と呆れた声で出迎えたのは、ツアーの居城の謁見の間に佇んでいた紅色(べにいろ)に光り輝く紅水晶の竜王(ローズクォーツ・ドラゴンロード)、ツアーの娘コンスタンツァダラゴーナ・ミナスジェライスことコニーだった。

 

 曰く、すべての竜王(ドラゴンロード)がそうであるのかはさておき、彼女はこと両親についてはそろそろ<永い眠り>の時期ではないか、と直感的に察することが叶うのだそうで、父ツアーがそうであろうと感じて様子見に居城を訪れてみれば、父が微睡むはずの玉座にその姿はなく、一方で自身の第六感は確実に父が眠りに堕ちていると告げているので、よもや、とは思いつつも、ナザリックで眠りこけているのではないかと気を揉んでいたらしい。

 

「父とて自身がそうであることをまったく予感せぬとも思えぬゆえ、余程のことがあったのであろうな。

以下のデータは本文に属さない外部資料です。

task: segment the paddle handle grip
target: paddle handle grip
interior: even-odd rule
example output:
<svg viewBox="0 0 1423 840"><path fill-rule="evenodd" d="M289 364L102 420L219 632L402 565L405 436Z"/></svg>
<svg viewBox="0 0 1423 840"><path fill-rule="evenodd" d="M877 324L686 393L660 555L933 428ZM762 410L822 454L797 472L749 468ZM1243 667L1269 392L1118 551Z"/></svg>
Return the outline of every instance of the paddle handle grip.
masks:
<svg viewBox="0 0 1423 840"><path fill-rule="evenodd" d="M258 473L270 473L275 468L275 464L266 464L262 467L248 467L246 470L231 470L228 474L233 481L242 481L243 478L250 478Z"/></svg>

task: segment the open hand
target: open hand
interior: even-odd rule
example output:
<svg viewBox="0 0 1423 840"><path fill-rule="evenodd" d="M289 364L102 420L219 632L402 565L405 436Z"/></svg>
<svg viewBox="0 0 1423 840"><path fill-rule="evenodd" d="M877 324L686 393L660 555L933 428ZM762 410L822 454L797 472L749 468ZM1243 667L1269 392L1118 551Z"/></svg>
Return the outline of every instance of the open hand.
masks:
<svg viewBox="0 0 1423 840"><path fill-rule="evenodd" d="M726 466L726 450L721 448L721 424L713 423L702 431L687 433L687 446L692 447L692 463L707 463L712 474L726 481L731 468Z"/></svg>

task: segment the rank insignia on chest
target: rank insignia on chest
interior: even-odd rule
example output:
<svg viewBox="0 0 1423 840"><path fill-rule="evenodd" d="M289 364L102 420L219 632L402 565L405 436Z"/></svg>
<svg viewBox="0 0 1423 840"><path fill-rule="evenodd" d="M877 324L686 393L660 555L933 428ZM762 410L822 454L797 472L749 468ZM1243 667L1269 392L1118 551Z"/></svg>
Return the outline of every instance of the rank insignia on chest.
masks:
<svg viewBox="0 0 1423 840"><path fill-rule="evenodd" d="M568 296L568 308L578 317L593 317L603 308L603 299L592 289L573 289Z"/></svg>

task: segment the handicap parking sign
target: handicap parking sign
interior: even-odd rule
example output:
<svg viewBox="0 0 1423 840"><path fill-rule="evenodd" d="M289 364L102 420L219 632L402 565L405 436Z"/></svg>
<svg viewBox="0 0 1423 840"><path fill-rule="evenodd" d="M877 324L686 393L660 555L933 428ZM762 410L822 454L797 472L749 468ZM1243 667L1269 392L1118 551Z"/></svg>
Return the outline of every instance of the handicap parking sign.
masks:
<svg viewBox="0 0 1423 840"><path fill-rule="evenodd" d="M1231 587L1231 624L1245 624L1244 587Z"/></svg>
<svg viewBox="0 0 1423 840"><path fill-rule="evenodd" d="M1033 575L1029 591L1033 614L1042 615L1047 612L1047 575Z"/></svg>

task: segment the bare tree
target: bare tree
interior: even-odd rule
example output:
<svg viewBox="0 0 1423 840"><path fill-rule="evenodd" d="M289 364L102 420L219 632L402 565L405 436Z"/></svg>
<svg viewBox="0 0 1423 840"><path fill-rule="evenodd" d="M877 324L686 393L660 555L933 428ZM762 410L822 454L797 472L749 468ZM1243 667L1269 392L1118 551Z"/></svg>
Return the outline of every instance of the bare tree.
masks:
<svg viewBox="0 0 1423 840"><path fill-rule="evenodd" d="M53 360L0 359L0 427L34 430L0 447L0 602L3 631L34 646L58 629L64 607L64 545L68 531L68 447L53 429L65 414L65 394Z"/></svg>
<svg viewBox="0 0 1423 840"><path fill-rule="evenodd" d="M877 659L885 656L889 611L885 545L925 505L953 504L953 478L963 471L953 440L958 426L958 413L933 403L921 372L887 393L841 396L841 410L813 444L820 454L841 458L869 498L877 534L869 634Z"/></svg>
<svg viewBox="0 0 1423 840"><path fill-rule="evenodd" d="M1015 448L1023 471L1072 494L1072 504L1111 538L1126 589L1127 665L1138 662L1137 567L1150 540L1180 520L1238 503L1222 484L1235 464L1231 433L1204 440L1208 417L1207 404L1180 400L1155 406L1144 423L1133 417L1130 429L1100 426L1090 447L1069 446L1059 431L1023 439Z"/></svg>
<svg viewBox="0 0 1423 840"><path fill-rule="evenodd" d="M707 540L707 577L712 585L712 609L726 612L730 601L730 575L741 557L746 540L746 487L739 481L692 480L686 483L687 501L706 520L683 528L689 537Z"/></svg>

」

 

 コニーにそう言われて、アインズは改めて危険を顧みずに駆けつけてくれた親友に感謝の思いを(いだ)きつつ、それをコニーに気取られるのも面白くないので、

 

「ははっ、まったくおまえの親父にも困ったもんだな!」

 

と敢えておどけて見せたが、仔細はともかく、コニーは何かに気づいている様子であった。

 

「じゃぁコニー、(あと)は頼んだぞ。」

 

 帰路の<転移門(ゲート)>を開いて足早に立ち去ろうとするアインズ一行に、

 

「いつものように不死者(アンデッド)を遺してはいかんのかえ?」

 

と、コニーから声がかかる。

 アインズは軽く横に顔を向け、片目のみでコニーの姿を捉えて、

 

「……本人からするとありがた迷惑のようだからな。

 親父の守りはコニーの(ほう)でよろしく頼む。」

 

と、骨の片手を挙げて告げた(のち)、<転移門(ゲート)>の中へと消えていった。

 

 もっとも。

 数カ月の(のち)にはこのやりとりをすっかり忘れたアインズによって、眠る竜王(ドラゴンロード)を取り囲む不死者(アンデッド)の積み増しが始まるのであるが、これはお約束、というものであろう。

 

 こうして大魔王アインズ・ウール・ゴウンは、こちらの世界に渡り来て以来最大の危機を、辛くも乗り越えたのであった。